Modern vector storage with better configuration and metadata handling:

In [None]:
from langchain_community.vectorstores import Chroma
import tempfile
import shutil

# Create a temporary directory for the vector store
persist_directory = tempfile.mkdtemp(prefix="rag_modern_")

print(f"🗄️  Creating vector store in: {persist_directory}")

try:
    # Create vector store with persistence and better configuration
    vectorstore = Chroma.from_documents(
        documents=all_chunks,
        embedding=embeddings,
        persist_directory=persist_directory,
        collection_metadata={"hnsw:space": "cosine"}  # Better similarity metric
    )
    
    print(f"✅ Vector store created with {len(all_chunks)} documents")
    
    # Test the vector store
    test_results = vectorstore.similarity_search(
        "What is task decomposition?", 
        k=3,
        include_metadata=True
    )
    
    print(f"\n🔍 Test search returned {len(test_results)} results")
    print(f"📄 First result preview: {test_results[0].page_content[:100]}...")
    
except Exception as e:
    print(f"❌ Error creating vector store: {e}")
    raise

## 🔍 Phase 2: Advanced Retrieval with Query Analysis

Modern RAG systems don't just take user queries as-is. They analyze and optimize them first.

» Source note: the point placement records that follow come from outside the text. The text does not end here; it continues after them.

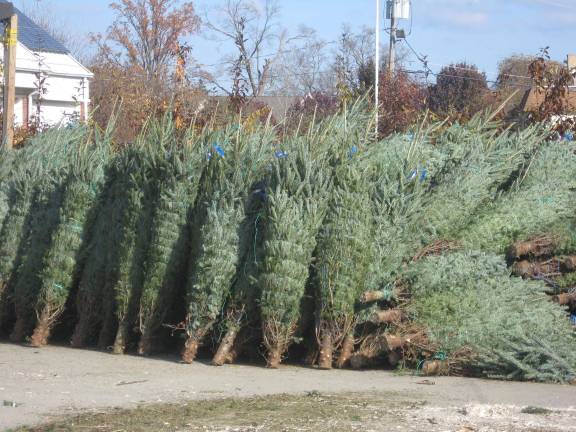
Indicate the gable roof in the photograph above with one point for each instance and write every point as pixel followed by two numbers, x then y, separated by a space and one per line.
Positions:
pixel 35 38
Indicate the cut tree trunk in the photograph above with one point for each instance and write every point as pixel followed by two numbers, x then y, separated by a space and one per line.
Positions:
pixel 145 345
pixel 274 358
pixel 436 368
pixel 190 351
pixel 225 349
pixel 372 296
pixel 42 331
pixel 121 338
pixel 20 330
pixel 346 351
pixel 565 299
pixel 81 333
pixel 388 316
pixel 326 348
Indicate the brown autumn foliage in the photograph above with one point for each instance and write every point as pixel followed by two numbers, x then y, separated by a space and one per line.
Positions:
pixel 552 83
pixel 402 101
pixel 140 67
pixel 461 91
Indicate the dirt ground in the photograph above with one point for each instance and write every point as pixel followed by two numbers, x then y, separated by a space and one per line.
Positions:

### 🧭 Query Analysis and Rewriting

**2024**: Direct user query → Search  
**2025**: User query → Analyze → Rewrite → Search

In [None]:
from langchain_openai import ChatOpenAI
from langchain_core.prompts import ChatPromptTemplate
from langchain_core.pydantic_v1 import BaseModel, Field
from typing import List

# Initialize the language model
llm = ChatOpenAI(model="gpt-3.5-turbo", temperature=0)

# Define structured output for query analysis
class QueryAnalysis(BaseModel):
    """Analysis and rewriting of user queries for better retrieval."""
    
    original_query: str = Field(description="The original user query")
    intent: str = Field(description="The intent behind the query (e.g., 'definition', 'comparison', 'process')")
    key_concepts: List[str] = Field(description="Key concepts and terms in the query")
    rewritten_queries: List[str] = Field(description="2-3 rewritten versions optimized for retrieval")
    metadata_filters: dict = Field(description="Any metadata filters that should be applied")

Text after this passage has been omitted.